After round 2, the two parties can securely compute a common session key, if they supplied the same passwords. Otherwise, the protocol leaks nothing more than: “the supplied passwords at two sides are not the same”. In other words, one can prove his knowledge of the password without revealing it. A Java implementation of the protocol on a MacBook Pro laptop shows that the total computation time at each side is merely 75 ms.

We hope this protocol is of usefulness to security engineers. For example, compared with SSL/TLS, J-PAKE is potentially much more resistant against phishing attacks, not to mention that it is PKI-free. Since this protocol is the result of an academic research project, we didn’t — and have no intention to — patent it. As explained in the paper, J-PAKE even has technical advantages over the patented EKE and SPEKE in terms of security, with comparable efficiency. It has been submitted as a follow-up to the possible future extension of IEEE P1363.2.

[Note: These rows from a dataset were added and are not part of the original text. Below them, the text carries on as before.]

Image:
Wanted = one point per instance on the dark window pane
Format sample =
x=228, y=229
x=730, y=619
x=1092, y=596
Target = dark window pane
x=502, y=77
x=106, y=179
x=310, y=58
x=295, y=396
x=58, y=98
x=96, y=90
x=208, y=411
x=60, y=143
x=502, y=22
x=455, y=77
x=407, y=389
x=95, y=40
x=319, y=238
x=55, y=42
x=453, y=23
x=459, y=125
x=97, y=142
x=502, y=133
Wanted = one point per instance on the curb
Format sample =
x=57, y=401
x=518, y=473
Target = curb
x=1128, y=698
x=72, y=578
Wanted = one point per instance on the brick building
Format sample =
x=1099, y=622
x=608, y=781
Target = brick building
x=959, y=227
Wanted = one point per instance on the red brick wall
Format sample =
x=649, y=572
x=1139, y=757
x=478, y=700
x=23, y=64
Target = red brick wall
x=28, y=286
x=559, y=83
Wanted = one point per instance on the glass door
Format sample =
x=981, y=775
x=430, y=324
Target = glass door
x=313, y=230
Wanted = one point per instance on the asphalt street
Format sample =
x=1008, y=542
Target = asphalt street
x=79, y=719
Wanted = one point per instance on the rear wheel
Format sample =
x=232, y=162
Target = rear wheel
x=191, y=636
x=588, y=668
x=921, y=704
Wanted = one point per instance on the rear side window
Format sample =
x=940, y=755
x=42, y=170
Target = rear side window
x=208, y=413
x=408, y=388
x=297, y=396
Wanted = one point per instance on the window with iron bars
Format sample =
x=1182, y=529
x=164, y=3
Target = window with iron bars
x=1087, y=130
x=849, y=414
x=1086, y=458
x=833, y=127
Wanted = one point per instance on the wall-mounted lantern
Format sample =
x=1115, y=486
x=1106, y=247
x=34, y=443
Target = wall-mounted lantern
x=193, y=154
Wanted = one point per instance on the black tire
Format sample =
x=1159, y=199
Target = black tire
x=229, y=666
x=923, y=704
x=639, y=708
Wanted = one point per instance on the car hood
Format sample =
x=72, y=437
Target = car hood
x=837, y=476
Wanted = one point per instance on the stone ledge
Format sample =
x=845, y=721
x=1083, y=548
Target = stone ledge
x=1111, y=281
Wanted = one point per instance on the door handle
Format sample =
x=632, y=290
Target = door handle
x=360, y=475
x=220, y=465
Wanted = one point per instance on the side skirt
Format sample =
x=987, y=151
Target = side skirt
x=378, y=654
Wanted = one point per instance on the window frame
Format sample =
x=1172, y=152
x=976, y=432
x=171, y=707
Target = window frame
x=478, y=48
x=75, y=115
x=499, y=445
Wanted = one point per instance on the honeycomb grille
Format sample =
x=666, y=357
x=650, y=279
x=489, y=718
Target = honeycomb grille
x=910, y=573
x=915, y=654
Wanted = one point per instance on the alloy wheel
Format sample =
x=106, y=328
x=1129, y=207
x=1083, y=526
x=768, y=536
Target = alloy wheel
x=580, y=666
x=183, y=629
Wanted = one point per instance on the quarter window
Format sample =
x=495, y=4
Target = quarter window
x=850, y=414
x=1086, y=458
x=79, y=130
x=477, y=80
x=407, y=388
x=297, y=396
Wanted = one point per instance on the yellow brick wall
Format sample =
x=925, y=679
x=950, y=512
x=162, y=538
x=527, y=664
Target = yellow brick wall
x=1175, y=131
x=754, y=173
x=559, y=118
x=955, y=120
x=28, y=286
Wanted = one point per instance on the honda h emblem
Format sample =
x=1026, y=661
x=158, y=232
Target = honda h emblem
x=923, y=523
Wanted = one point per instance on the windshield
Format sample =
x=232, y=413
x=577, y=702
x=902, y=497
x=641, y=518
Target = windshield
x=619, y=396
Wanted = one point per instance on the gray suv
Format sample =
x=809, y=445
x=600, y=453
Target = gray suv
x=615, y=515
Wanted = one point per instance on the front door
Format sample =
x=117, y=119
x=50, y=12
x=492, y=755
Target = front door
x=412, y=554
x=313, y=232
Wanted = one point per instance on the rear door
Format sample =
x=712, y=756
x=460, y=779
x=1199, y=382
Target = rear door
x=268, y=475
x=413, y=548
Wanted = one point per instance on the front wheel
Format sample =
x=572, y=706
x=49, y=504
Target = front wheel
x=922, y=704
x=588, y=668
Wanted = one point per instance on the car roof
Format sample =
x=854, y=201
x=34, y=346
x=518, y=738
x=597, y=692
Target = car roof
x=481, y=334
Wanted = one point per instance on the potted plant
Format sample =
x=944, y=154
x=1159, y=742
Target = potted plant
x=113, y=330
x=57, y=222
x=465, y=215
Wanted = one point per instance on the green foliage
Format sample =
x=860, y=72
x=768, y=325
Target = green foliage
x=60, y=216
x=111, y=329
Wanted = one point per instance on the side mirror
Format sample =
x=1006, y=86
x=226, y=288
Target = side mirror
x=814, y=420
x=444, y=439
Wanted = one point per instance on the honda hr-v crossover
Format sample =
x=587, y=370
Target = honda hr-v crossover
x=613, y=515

We believe the PAKE research is important and has strong practical relevance. This post is to facilitate discussions on this subject. The paper can be viewed here. Any comments or questions are welcome.

Update

  • 2008-06-28: a crude J-PAKE demo source code (.java) by me. (link broken)
  • 2008-11-04: a more refined J-PAKE in C and OpenSSL by Ben Laurie.
  • 2008-11-11: possible applications of J-PAKE in VPN and browser by James.
  • 2009-02-08: public group parameters for 112-bit and 128-bit security can be found in the comments.
  • 2009-03-15: fixed the broken link to the old Java file. Here is the link to the Java demo code.
  • 2010-04-17: a journal version of the paper available on IACR. No technical change to the protocol.
  • 2010-10-25: the journal version of the paper is accepted to publish on the TCS journal – Springer Transactions on Computational Science, the special issue on “Security in Computing”, 2011.
  • 2010-11-25: Sebastien Martini reported an implementation issue of J-PAKE in OpenSSL and OpenSSH. The issue is not applicable to the Java demo code that I wrote. As stated in the last paragraph of p. 11 in the paper, one shall check the element lies within the specified group. Stefan Arentz implemented a fix in OpenSSL. Official OpenSSL and OpenSSH patches can be found here and here.
  • 2011-01-11: Mozilla built J-PAKE into the base product of Firefox 4 ( beta 8 and later). More details here.
  • 2012-01-18: Today, Mohsen Toorani uploadeda paper on IACR eprint to claim several attacks on J-PAKE. My response can be found here.
  • 2012-07-21: Phil Clay contributed a Java implementation of J-PAKE to bouncycastle.
  • 2013-02-24: J-PAKE included into bouncycastle 1.48.
  • 2013-03-28: a code example to show how to use J-PAKE in bouncycastle
  • 2013-05-21: Submitted two Internet Drafts to IETF (one on J-PAKE and the other one on Schnorr NIZK Proof)
  • 2013-12-30: a code example to show how to implement J-PAKE using Elliptic Curve (or ECDSA-like group setting)
  • 2014-04-17: J-PAKE included into VMware NSS Cryptographic Module
  • 2014-10-27: J-PAKE adopted by the ISO/IEC standard (11770-4) following the ISO/IEC SC27 meeting held in Mexico City, October 20-24, 2014
  • 2014-12-26: My response to Mohsen Toorani’s IEEE ISCC’14 paper “Security Analysis of J-PAKE”.
  • 2015-04-29: J-PAKE included into Python
  • 2015-05-08: Standardization of J-PAKE in ISO/IEC 11770-4 in process. The first working draft (WD1) passed reviews by ISO/IEC SC27 at Kuching Malaysia, May 5-8, 2015.
  • 2015-05-19: Here is an independent formal analysis of J-PAKE by other researchers published at Oakland’2015. Their results are consistent with the original J-PAKE paper.
  • 2015-05-30: J-PAKE included in BarcoSilex BA414E Public Key crypto engine
  • 2015-05-31: Firefox is upgrading Sync 1.1 (using J-PAKE to transfer a full-entropy AES key between sync devices) to new Sync 1.5 (using user-defined passwords as encryption keys). But Pale moon decides to stay with Sync 1.1.
  • 2015-07-28: the Thread Technical white paper is public. It describes a technique that securely enrols a new device to the network based on J-PAKE. The technique is used in Google Nest thermostat products.
  • 2017-10-06: J-PAKE published in ISO/IEC 11770-4 as an international standard and also published in RFC 8236. See here.